Starbucks Launches Food Share in Canada to Donate Food, Cut Waste

By Etan Vlessing 3/1/19 | www.samaritanmag.com

Starbucks launches Foodshare — photo provided.

With food waste amid prevailing hunger a problem for Canadians, Starbucks has launched a food rescue initiative, FoodShare, to eventually be rolled out to around 1100 stores nationwide.

Rather than see unsold food be tipped into the garbage each evening, the coffee retailer has launched a national effort to offer nourishing, ready-to-eat meals to people in need.

The initiative to combat hunger with unsold food items directed to the homeless is being done in partnership with Toronto-based food rescue non-profit Second Harvest.

“We’re thrilled to partner with Starbucks to support food recovery in local neighbourhoods to ensure people have the food they need to be healthy while also making a positive impact on the environment,” says Lori Nikkel, CEO of Second Harvest.

Her organization, a veteran of surplus food rescue and delivery, employs 10 trucks and one van to transport fresh, yet perishable food to those in need, to be reached via over 373 social service agencies, including food banks and homeless shelters.

"Everything we deliver is perfectly good food that has been donated because it is close to its best before dates and likely won’t sell, overstock, mislabeled, discounted or has damaged packaging," Second Harvest says on its website.

“We all have a part to play in reducing the social and environmental costs of food waste and it’s great to see Starbucks taking a leadership role," Nikkel adds in her own statement.

Starbucks' food share program launched in Ontario the third week of February, starting with more than 250 stores in the greater Toronto region, with an initial 390,000 meals to be donated annually to local charities.

Starbucks intends by 2021 to have all around 1100 stores in all participating in food share, with the goal to create over 1.5 million means for donation each year.

“Wasted food is a wide-scale problem for everyone in the food business, while more than 4 million Canadians are impacted by hunger," Luisa Girotto, vice president, public affairs Starbucks Canada said in a statement. "This is unacceptable, and we will help solve this now that we have a way to safely donate chilled, perishable food, while preserving its quality."

Starbucks estimates that one in eight Canadians is “impacted” by hunger in some way.

It also claims around 35.5 million metric tonnes of food, or 58 percent of all food produced in Canada, is wasted, as it cites a recent study entitled The Avoidable Crisis Of Food Waste.

The United Nations has set a target of cutting in half food loss and waste by 2030 to minimize the impact on the global environment.

Starbucks has a similar food share program in operation south of the border, which it launched in 2016. The U.S. initiative is done in partnership with Feeding America.

The stateside strategy has Starbucks employees pack up rescued food for delivery to local food banks, where volunteers offer ready-to-eat meals to people facing hunger.

Feeding America says it has offered over 10 million meals to people in need across the country.

Starbucks in Canada says it has already donated unsold pastries and baked goods, but now aims to do more.

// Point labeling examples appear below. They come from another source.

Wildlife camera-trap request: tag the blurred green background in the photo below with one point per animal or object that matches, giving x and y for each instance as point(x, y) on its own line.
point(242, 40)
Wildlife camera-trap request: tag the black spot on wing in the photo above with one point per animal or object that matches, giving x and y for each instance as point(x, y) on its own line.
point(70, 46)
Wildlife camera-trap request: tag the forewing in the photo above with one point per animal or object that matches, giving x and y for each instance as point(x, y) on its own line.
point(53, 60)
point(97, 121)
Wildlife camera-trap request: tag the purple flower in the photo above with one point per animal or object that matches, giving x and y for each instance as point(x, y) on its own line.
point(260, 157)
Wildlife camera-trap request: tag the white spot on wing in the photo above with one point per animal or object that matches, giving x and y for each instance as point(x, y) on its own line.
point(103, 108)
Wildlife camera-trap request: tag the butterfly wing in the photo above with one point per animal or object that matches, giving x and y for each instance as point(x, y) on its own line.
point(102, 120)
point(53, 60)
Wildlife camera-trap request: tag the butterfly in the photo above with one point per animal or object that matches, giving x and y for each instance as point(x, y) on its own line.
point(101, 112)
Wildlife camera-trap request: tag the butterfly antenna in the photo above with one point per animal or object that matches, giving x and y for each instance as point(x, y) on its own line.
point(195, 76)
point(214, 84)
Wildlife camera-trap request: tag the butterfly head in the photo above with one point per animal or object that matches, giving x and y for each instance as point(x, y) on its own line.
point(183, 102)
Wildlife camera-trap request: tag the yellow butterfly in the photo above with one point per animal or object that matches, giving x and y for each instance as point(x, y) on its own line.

That has seen Starbucks innovating to ensure it can safely donate chilled and perishable food to those in need, without risking illness.

Food items set to reach homeless in Canada include breakfast sandwiches, paninis, protein boxes, salads, yogurt, milk and dairy alternatives like soy and coconut.

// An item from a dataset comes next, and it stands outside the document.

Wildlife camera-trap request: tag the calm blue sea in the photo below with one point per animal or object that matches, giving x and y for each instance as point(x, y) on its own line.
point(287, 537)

Starbucks employees will be trained to ensure food they rescue for the homeless retains its temperature and texture for safe consumption. 

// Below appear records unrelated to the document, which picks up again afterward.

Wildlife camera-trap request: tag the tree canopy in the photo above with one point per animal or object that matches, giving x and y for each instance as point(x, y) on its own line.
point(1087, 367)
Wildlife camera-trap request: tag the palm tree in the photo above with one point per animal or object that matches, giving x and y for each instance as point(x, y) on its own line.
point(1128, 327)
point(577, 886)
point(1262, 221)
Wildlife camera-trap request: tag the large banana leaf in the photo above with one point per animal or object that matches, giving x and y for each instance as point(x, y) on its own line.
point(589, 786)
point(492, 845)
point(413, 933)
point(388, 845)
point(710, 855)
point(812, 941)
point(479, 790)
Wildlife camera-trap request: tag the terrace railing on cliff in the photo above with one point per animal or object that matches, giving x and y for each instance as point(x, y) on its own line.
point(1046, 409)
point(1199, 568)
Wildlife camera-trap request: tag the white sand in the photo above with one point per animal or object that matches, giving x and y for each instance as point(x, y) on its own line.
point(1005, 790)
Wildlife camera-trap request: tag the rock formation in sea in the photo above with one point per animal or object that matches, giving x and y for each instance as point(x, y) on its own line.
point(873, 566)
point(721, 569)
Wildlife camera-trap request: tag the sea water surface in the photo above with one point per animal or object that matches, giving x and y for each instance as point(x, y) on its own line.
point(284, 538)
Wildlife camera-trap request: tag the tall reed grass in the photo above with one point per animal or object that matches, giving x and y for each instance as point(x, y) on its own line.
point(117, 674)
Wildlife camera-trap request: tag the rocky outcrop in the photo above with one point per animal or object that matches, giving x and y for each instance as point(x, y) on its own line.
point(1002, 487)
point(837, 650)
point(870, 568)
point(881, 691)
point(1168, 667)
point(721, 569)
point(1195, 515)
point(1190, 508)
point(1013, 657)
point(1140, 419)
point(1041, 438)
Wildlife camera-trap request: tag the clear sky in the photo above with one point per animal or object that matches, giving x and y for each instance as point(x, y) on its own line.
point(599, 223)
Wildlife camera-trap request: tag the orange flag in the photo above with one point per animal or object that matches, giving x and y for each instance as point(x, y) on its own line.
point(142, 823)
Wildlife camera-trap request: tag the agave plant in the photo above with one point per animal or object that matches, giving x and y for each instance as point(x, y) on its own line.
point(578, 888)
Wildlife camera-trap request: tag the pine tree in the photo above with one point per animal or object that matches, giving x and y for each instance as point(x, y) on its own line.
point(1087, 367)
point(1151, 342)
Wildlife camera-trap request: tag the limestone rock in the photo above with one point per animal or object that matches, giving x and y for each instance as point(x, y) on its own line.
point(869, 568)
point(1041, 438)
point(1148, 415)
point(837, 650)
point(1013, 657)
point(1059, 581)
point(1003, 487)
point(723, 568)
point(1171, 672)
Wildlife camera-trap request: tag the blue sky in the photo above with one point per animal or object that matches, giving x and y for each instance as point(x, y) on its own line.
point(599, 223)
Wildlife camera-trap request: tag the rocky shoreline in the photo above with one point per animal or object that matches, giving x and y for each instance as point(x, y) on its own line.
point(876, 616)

Starbucks also touts its FoodShare program for diverting food waste from landfills, which only compounds climate change.

Other environmentally friendly efforts at Starbucks includes introducing a strawless lid and aimed to end the use of plastic straws globally by 2020.

The coffee retailer elsewhere launched the NextGen Cup Challenge and invested $10 million to develop a fully recoverable hot and cold fibre cup.

And Starbucks purchases Renewable Energy Certificates, which today covers 62 percent of its electricity usage globally.